I have many Excel files in a directory with the same structure for each file -- for example the data below could be test1.xlsx:
Date Type Name Task Subtask Hours
3/20/16 Type1 Name1 TaskXyz SubtaskXYZ 1.00
3/20/16 Type1 Name2 TaskXyz SubtaskXYZ 2.00
3/20/16 Type1 Name3 TaskXyz SubtaskXYZ 1.00
What I would like to do is create a new Excel file with the file name and sum of each file in the directory that would look like this:
File Name Sum of hours
Test1.xlsx 4
test2.xlsx 10
... ...
I just started playing around with glob, and that has been helpful for creating one large dataframe like this:
all_data = pd.DataFrame()
for f in glob.glob("path/*.xlsx"):
df = pd.read_excel(f, skiprows=4,index_col=None, na_values=['NA'])
all_data = all_data.append(df,ignore_index=True)

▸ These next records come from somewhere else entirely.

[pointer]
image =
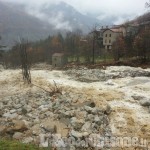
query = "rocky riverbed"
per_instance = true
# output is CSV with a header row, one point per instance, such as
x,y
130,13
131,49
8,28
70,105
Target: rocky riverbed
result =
x,y
91,104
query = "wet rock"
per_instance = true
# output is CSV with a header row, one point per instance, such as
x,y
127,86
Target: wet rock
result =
x,y
17,106
2,130
108,110
145,102
27,140
98,120
79,134
90,104
49,128
17,135
88,109
13,111
90,117
135,97
10,116
24,111
18,126
86,126
76,123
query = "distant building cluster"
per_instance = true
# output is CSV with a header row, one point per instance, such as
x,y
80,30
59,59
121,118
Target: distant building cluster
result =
x,y
108,35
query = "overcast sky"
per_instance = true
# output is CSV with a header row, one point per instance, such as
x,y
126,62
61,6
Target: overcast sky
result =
x,y
100,8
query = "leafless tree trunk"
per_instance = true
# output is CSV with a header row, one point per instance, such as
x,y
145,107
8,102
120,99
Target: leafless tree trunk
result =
x,y
24,62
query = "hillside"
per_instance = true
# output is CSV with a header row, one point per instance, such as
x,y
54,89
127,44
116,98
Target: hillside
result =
x,y
18,20
141,19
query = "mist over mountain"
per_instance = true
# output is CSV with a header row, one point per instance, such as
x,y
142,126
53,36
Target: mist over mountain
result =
x,y
32,23
35,22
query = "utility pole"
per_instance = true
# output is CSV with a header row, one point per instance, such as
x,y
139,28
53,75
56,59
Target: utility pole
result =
x,y
93,58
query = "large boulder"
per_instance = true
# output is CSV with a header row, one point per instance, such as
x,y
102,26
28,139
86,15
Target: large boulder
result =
x,y
145,102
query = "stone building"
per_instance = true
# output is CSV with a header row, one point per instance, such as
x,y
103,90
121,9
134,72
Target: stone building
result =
x,y
110,36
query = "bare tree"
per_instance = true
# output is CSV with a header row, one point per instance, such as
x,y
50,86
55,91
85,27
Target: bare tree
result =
x,y
24,61
147,4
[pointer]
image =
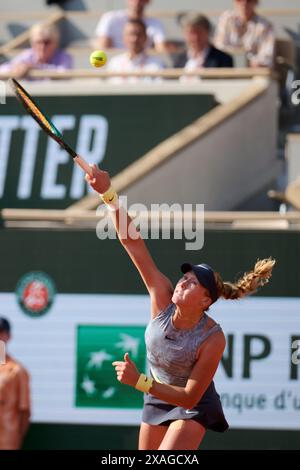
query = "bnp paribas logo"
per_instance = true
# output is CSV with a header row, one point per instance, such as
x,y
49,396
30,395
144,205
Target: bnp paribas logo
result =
x,y
35,293
97,347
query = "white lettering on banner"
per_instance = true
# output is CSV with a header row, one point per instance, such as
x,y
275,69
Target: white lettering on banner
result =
x,y
92,139
91,144
28,157
7,125
55,156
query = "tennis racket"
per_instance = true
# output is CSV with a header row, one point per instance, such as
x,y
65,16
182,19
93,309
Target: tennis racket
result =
x,y
45,123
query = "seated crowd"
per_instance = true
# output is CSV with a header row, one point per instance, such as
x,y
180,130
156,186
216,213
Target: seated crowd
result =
x,y
134,33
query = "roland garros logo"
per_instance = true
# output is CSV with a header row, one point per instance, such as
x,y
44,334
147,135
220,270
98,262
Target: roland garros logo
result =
x,y
35,293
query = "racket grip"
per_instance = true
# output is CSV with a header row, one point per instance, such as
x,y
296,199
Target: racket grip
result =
x,y
83,164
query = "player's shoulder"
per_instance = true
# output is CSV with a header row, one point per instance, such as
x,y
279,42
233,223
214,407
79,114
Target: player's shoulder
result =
x,y
263,22
228,15
20,369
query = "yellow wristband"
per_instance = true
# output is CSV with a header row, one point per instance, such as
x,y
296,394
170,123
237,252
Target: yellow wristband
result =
x,y
110,198
144,383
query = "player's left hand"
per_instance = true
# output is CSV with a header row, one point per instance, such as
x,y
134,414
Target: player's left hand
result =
x,y
126,370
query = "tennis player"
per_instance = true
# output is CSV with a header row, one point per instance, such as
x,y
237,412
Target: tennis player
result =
x,y
184,345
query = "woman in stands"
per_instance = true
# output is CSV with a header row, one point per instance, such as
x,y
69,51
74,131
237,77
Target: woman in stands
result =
x,y
184,345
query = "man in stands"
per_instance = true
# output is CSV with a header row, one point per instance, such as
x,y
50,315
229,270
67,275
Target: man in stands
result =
x,y
110,28
200,52
244,28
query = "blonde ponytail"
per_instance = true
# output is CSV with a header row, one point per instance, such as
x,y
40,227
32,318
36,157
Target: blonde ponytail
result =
x,y
249,283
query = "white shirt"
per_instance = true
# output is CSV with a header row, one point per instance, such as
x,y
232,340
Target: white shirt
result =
x,y
112,24
142,62
194,63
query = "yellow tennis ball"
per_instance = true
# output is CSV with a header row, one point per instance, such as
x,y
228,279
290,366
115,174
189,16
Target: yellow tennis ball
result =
x,y
98,58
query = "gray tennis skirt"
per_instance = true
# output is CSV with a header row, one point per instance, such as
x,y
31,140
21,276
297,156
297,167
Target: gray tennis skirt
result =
x,y
207,412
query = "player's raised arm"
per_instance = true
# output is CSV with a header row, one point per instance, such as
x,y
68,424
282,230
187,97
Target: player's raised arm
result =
x,y
158,285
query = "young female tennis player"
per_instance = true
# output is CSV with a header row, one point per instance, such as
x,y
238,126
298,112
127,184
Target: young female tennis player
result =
x,y
184,345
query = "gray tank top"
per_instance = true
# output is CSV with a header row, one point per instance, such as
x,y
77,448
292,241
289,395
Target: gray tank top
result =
x,y
172,353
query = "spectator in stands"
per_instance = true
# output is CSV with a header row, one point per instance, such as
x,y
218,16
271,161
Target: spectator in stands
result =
x,y
244,28
200,52
110,28
135,58
14,397
44,53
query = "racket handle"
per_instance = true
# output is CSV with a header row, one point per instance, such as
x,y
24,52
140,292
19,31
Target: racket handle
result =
x,y
83,164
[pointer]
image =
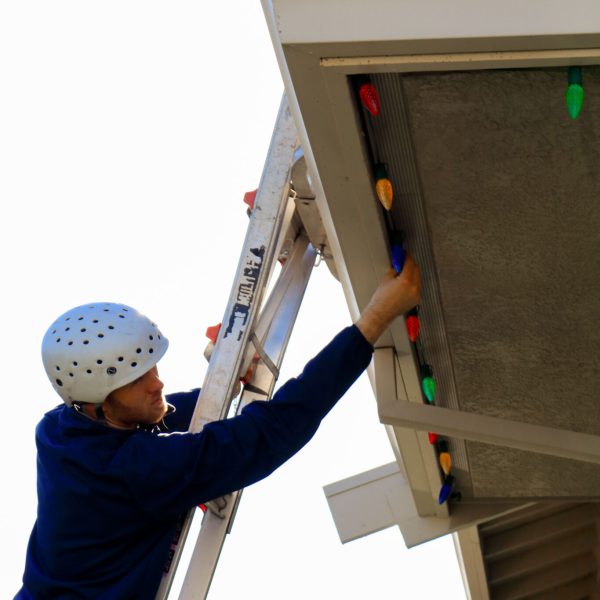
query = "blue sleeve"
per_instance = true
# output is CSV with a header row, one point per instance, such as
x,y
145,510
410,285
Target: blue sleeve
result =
x,y
184,403
169,473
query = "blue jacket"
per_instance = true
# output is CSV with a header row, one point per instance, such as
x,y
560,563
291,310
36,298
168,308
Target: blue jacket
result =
x,y
109,500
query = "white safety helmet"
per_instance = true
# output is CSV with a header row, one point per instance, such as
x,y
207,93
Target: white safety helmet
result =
x,y
96,348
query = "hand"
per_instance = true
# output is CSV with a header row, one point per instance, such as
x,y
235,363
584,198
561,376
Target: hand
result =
x,y
218,505
395,295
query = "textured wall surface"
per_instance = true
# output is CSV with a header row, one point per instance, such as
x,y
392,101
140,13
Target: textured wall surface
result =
x,y
510,188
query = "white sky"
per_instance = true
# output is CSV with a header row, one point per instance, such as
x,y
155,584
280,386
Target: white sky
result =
x,y
129,132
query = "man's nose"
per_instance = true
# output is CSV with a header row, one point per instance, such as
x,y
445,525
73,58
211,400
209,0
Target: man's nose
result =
x,y
157,384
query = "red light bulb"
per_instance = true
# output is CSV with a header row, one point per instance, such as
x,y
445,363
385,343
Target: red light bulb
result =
x,y
369,98
413,326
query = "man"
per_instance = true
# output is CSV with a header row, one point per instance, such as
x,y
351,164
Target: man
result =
x,y
112,482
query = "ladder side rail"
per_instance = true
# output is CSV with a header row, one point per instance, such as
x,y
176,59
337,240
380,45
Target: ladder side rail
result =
x,y
251,278
269,307
246,294
287,294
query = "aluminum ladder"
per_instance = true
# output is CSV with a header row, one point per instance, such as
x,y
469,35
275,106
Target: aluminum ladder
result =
x,y
247,339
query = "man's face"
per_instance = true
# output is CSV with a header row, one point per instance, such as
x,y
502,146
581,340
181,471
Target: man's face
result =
x,y
138,402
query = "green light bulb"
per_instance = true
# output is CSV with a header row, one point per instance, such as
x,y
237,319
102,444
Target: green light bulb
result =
x,y
574,94
428,385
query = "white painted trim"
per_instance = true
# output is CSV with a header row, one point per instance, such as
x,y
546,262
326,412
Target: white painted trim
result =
x,y
462,61
380,498
491,430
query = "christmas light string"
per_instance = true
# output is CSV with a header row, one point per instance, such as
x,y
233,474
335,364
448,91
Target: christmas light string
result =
x,y
369,99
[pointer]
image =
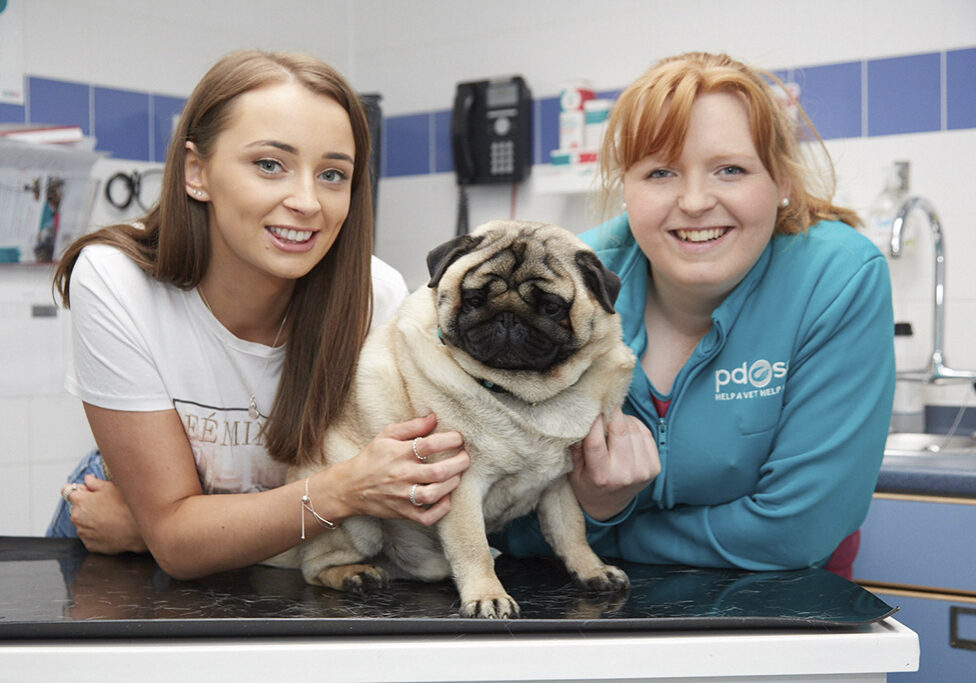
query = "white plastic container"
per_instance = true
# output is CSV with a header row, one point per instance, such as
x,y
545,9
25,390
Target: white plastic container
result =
x,y
596,113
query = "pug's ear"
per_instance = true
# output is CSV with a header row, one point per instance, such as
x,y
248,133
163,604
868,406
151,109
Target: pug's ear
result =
x,y
600,280
441,258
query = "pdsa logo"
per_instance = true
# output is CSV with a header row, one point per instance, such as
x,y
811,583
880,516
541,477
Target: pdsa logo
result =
x,y
749,380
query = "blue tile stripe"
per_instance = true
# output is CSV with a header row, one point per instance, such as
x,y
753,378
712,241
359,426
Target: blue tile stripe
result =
x,y
866,98
892,96
127,124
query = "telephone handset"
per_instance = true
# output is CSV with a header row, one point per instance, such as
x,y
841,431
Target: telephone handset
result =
x,y
491,131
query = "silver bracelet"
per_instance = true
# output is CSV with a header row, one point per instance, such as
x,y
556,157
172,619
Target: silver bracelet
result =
x,y
307,505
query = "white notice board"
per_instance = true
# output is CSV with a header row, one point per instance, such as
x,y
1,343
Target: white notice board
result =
x,y
12,51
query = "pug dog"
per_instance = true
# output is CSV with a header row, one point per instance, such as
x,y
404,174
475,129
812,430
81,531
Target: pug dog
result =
x,y
514,343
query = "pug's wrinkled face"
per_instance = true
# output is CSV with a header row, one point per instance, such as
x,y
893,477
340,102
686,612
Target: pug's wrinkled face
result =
x,y
514,312
519,296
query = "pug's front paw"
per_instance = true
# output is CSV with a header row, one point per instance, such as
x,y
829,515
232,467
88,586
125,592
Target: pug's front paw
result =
x,y
500,607
607,579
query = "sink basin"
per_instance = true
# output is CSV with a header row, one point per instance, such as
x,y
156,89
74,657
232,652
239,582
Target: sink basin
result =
x,y
905,443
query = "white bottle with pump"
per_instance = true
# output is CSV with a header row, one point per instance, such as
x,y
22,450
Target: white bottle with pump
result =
x,y
883,209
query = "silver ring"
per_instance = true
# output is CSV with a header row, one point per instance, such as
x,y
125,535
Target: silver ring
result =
x,y
413,490
421,458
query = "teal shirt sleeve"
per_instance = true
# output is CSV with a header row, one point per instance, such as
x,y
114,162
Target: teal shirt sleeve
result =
x,y
816,484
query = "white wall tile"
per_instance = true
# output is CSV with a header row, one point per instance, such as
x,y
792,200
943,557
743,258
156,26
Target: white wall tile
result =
x,y
44,486
15,504
14,438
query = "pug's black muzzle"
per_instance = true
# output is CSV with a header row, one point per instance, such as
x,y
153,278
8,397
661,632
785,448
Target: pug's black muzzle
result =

This has been helpful for creating a dataframe of all the data agnostic of the sheet it came from and I have been able to use groupbys to analyze the data on a macro level but, for all that i know, i cannot sum by sheet put into the data frame only things like:
task_output = all_data.groupby(["Task","Subtask"])["Hours"].agg([np.sum,np.mean])
Where on the whole dataframe i am able to sum and get a mean vs each individual sheet.
Any ideas on where to start with this?